Brianna Pomeroy (bpomeroy2@email.radford.edu) earned her undergraduate degree in Psychology at Virginia Tech with minors in Sociology and Statistics in 2013. While at Virginia Tech she was involved with the Center for Applied Behavior Systems and aided in prosocial behavior and alcohol related research.  Brianna also volunteered at the Women’s Resource Center in Radford where she was trained in crisis intervention and worked with victims of domestic violence and sexual assault. During her first year in the Clinical Counseling Program at Radford University, Brianna is completing her two semester Research Mentorship with Dr. Elliott on a project examining the association between childhood victimization, poly-victimization, and psychological distress in college students.  She is also serving as a Graduate Teaching Assistant to Dr. Steele in the classes Lifespan Development and Maturing and Aging.  After graduation, she hopes to enter a doctoral program and eventually counsel victims of domestic violence and sexual assault, as well as establish her own emergency shelter for these victims.

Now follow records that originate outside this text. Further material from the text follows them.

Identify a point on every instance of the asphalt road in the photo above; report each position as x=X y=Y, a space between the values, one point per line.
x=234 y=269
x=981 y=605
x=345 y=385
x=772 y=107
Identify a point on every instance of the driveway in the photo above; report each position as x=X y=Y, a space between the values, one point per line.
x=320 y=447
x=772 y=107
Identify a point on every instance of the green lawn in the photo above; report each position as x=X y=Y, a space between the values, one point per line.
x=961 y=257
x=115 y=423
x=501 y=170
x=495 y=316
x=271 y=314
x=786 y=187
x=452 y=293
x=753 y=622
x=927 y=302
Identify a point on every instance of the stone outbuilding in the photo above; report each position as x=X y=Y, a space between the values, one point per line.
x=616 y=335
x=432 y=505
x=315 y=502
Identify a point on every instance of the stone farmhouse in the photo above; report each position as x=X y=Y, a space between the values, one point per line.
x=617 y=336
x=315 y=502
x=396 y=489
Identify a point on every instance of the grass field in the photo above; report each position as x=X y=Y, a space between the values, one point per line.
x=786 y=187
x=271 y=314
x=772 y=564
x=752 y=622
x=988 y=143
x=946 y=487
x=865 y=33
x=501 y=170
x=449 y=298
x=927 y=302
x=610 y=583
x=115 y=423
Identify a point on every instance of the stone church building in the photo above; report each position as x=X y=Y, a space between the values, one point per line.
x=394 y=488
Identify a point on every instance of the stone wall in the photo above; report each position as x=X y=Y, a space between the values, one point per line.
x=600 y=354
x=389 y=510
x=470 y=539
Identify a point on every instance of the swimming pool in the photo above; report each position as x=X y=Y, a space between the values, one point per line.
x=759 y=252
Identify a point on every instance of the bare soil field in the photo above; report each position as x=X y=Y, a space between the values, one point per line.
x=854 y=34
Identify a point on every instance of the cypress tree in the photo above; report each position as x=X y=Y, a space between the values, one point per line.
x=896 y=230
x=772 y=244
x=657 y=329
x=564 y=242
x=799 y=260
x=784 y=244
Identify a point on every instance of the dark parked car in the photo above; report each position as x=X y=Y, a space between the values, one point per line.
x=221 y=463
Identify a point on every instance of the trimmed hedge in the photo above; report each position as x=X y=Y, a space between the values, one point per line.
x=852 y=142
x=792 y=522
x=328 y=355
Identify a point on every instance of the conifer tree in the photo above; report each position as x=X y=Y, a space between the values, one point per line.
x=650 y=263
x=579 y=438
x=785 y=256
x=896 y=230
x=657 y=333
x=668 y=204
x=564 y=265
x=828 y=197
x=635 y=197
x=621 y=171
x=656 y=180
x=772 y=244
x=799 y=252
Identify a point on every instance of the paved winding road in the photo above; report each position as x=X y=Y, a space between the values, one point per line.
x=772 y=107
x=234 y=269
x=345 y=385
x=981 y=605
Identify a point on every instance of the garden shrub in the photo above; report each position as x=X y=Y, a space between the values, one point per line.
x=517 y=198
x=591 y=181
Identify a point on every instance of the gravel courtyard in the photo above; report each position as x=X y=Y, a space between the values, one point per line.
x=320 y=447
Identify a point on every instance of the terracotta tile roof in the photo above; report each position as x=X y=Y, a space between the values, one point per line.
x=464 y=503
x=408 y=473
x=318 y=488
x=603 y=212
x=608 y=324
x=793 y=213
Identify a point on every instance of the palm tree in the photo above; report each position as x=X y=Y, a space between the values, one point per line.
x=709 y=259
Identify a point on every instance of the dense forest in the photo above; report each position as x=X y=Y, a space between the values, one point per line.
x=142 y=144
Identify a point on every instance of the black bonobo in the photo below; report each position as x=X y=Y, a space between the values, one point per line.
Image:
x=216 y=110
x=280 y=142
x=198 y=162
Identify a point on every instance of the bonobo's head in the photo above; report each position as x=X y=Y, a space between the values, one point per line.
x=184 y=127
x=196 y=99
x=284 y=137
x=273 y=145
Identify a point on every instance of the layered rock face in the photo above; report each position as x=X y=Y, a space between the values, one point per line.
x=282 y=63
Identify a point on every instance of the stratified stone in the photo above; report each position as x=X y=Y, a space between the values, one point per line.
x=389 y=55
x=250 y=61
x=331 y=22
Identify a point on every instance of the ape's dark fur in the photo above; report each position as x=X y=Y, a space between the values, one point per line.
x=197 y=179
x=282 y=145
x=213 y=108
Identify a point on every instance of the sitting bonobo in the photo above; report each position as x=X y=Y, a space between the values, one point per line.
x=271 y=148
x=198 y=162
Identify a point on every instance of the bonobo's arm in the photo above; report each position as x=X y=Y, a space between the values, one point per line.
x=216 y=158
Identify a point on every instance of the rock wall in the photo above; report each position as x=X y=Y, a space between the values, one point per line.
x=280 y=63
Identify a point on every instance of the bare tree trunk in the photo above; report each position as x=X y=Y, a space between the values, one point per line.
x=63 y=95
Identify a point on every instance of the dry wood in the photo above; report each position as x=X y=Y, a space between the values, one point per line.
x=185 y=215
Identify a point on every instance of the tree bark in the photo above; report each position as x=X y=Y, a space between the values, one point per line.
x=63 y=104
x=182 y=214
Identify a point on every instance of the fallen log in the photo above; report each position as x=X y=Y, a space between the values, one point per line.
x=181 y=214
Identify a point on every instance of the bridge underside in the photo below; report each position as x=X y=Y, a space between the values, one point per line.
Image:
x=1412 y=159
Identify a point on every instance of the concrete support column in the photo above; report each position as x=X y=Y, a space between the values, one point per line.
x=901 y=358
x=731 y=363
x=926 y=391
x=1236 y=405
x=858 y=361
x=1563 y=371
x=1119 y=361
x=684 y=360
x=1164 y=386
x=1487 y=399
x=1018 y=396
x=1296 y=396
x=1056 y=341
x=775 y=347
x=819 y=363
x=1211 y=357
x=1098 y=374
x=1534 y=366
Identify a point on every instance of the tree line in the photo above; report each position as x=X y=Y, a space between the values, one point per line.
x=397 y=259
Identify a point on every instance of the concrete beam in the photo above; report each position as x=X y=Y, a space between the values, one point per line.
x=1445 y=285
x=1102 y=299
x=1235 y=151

Rachel Turk (rturk3@radford.edu) earned her undergraduate degree at Lynchburg College with a major in Psychology and a minor in Sociology. During her time at LC she was involved with two research studies; one involving the effects of music on learning and the other examining conformity to parents versus peers in college-age students. She also had the opportunity to complete two internships. While working with ACA counseling,  she learned about the psychological testing processes and helped administer psychological tests. Her second internship, at the Lynchburg Presbyterian Home, allowed her to work with children with different mental disabilities, such as learning disabilities and Autism. During her first year in the Clinical Counseling Program at Radford University, Rachel is completing her 2-semester Research Mentorship with Dr. Aspelmeier and Dr. Elliott on a project examining the association between childhood victimization, poly-victimization, and psychological distress in college students. After graduation she hopes to enter a doctoral program and eventually obtain her private practicing license to work with children and adolescents.